Glad to Serve
This letter from James is a feast of practical wisdom. As we follow his God-given advice, it will help us to transform our life at work each day.
James was the half-brother of the Lord Jesus Christ. He had shared the family home with our Saviour, seen His behaviour and noted His reactions when things did not go according to plan in the carpentry business. James would have seen no different 'sales character' when Jesus talked with customers: He was always the same at home, in the synagogue and at work (Hebrews 13:8). So James could draw his instructions to the churches from many examples he remembered, as well as from Jesus' teaching. It was not just 'what would Jesus do', but 'what did Jesus do'!

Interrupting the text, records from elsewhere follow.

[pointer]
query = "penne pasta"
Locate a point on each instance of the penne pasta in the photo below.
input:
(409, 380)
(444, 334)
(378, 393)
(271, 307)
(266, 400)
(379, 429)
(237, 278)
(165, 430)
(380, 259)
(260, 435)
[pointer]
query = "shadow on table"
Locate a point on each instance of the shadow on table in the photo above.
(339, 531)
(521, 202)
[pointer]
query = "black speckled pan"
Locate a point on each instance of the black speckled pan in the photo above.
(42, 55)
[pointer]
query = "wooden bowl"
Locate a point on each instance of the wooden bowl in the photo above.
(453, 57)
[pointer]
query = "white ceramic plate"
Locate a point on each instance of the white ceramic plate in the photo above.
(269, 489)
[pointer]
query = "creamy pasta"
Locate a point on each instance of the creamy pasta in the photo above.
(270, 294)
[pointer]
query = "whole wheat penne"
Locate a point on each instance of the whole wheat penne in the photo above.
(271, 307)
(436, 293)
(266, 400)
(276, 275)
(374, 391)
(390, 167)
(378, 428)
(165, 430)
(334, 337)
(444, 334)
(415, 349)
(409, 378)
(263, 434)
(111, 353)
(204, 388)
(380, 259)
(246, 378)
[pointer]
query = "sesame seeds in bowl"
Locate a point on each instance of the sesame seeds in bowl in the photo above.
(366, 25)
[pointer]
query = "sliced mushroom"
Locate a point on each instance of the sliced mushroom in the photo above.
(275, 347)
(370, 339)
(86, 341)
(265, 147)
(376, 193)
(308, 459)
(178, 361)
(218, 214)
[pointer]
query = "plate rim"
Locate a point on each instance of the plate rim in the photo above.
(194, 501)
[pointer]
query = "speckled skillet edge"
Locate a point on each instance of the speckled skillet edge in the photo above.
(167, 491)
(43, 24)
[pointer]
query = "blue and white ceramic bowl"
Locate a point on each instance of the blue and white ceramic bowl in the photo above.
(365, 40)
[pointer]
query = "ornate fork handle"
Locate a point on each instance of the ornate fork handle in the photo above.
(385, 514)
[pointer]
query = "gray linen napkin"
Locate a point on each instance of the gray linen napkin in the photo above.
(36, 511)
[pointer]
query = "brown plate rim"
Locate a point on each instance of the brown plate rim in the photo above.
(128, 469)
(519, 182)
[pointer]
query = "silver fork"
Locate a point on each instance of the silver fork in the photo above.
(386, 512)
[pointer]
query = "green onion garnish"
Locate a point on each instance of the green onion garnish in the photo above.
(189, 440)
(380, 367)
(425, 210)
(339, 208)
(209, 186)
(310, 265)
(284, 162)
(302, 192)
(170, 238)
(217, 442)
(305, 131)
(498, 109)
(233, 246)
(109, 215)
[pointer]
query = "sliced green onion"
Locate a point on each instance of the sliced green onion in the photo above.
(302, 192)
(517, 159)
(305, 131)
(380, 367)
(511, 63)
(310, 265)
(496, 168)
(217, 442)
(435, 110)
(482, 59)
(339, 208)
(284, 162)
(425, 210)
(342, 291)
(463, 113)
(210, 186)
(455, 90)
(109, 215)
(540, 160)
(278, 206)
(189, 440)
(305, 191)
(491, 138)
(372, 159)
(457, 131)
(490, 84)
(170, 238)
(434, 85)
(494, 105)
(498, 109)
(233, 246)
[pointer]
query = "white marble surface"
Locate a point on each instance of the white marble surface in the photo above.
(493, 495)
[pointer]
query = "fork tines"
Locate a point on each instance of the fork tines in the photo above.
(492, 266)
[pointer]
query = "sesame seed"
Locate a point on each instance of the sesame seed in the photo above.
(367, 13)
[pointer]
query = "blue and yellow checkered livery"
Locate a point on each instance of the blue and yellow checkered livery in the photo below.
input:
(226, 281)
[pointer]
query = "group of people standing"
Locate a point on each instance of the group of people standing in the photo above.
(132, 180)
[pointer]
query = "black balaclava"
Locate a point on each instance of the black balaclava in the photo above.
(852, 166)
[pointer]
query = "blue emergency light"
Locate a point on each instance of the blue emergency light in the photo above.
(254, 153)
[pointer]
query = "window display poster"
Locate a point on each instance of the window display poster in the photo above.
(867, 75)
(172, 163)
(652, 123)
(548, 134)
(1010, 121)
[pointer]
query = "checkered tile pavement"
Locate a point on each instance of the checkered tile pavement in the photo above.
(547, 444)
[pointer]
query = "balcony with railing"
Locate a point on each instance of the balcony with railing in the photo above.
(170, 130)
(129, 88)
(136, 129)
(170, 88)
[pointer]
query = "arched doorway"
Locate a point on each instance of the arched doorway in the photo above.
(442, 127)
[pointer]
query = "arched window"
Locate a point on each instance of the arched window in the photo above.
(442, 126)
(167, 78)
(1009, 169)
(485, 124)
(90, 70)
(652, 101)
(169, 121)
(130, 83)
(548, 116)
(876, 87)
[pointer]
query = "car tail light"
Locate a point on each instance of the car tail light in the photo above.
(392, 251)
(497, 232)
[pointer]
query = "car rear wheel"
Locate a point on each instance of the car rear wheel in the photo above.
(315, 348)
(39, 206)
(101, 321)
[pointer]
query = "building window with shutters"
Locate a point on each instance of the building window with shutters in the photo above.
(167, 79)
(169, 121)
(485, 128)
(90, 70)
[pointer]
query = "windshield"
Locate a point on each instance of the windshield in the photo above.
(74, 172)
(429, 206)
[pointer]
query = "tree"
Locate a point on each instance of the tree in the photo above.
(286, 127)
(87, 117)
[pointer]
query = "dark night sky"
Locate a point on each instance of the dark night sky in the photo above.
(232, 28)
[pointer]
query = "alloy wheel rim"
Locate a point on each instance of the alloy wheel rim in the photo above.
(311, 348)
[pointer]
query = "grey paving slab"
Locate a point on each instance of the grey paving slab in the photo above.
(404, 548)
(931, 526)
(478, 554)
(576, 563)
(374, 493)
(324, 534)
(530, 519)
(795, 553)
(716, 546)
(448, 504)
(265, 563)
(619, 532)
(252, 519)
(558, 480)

Having such a close relationship to the Saviour of the world, you might think that James would show off his family connection. He might have wanted to boast a little, and possibly share some of the inside family stories, so that he would be seen as a 'big man'. But, no! James describes himself as a servant of God and of the Lord Jesus Christ. Despite his close relationship with Jesus, he knew that his half-brother was God in a human body; and was happy to describe himself as His bond-slave. He knew he was owned by his Master (bought by His blood), and so he had no personal rights because he did whatever Jesus commanded.
Many Christians have never learned this lesson. In business and in the church, some people like to attract powerful people as patrons, or use family relationships to benefit themselves. James speaks out strongly against such favouritism (James 2:1-13; 5:1-6). Wherever that happens in family, commercial, professional or church fellowship groups, proper growth cannot happen - that is, growth that benefits everybody. Yet corrupt influences seem to arise everywhere! It seems that people use their influential friends and relations so that they can do well for themselves, without caring what God thinks ... or how He wants to bless everybody. So today is a good day to take stock of our relationships. Are we just using people for our own benefit or are we really content to be bond-slaves of our Master - so that His will can be worked out through our lives?